Still, most of these gains came earlier in the year and especially over the summer when solar ETFs were roaring higher. As of late, the solar ETF market has been a bit choppier as investors have sought to lock in some gains in this impressive market segment (see 3 Sector ETFs Crushing the Market in 2013).
This profit taking—coupled with some concerns over high flying stocks thanks to the Fed and their easing program—has sent solar shares sharply lower in the past few weeks. Concerns are really starting to build over this space, particularly if you take a technical look at the most popular ETF in the segment, TAN.
A Technical Look at TAN
While TAN had strong momentum earlier in the year, events have become far choppier as of late. The product is now well off of its 52 week high, and recent trading has been pretty negative.
In fact, TAN recently saw its 9 Day SMA (Simple Moving Average) fall below its 50 Day SMA, suggesting short term bearishness. The product is also seeing a sluggish reading in its Parabolic SAR, further confirming the short term bearishness for the solar space (see Go Green with These 3 Clean Energy ETFs).
Beyond these worrying technicals, there have also been some concerns creeping up in the fundamental side of the equation as well. This is particularly true on the earnings front, as results have come in a bit more mixed as of late. Two companies that have been great examples of this recent trend are SolarCity and ReneSola (SOL - Free Report) .
SCTY saw solid earnings and revenues for the most recent quarter, but its guidance definitely disappointed investors. It is now looking for a loss between 55 and 65 cents a share, compared to a loss of 47 cents a share before. This was ill-received by the market—which was having increasingly high expectations for SCTY—so a drop in share price was pretty much inevitable following this news (see Did SolarCity Earnings Crush the Solar ETF Rally?).
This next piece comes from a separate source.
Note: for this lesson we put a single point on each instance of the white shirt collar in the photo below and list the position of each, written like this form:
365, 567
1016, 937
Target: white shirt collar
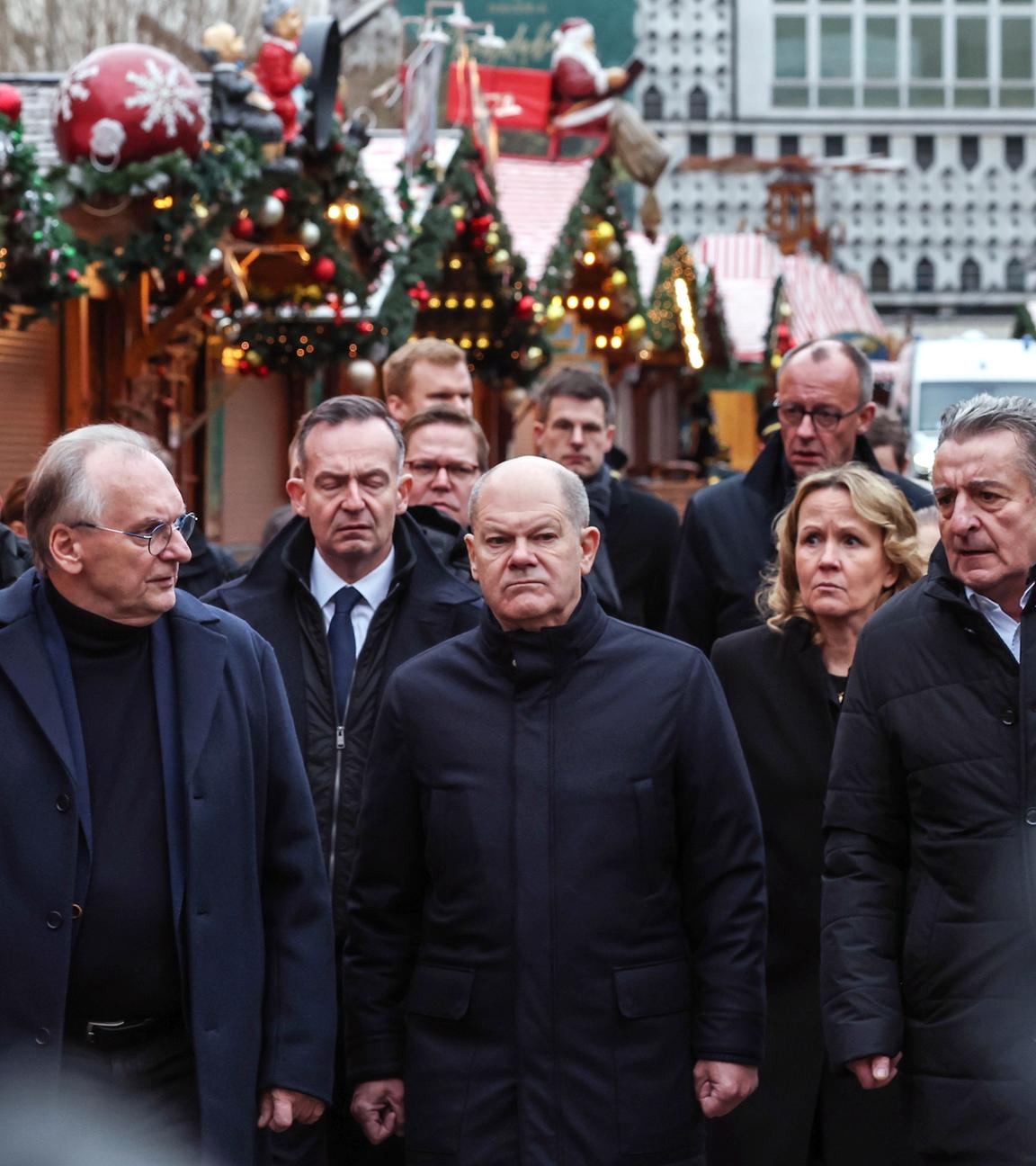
326, 583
Meanwhile, RenaSola is a great example of the concerns building over the Chinese segment of the solar market. The company recently announced it would be closing a polysilicon factory, sending shares of this company, and other Chinese solar firms, plunging.
Furthermore, there are also concerns that utility-scale projects will be capped in China for 2014. So while there is likely to be a 12 GW installation target, this could assist smaller solar firms more than their larger counterparts, hurting components of products like TAN or KWT in the process.
So with this kind of backdrop, solar ETFs have been hit relatively hard as of late, sending prices of both sharply lower. In fact, TAN is down almost 15% in the past month, while KWT is sporting a loss that is approaching 10% over the same time period as well, suggesting these securities are definitely in a serious slump.
While the short term isn’t looking great for TAN and KWT, there is hope for the longer term for both of these products. Solar still makes up a very small part of the total energy mix in the U.S. so there is plenty of market share that can be gained by this energy type.
Plus, the segment has weeded out many of its weakest players already, so the few that remain are among the strongest and most efficient players, meaning they are well positioned even if there is a prolonged downturn in the market (see all the Alternative Energy ETFs here).
So, if you have been thinking about solar ETFs lately, consider waiting for a bottoming out of this short term trend, but be ready to buy for the long term once this recent bear run subsides.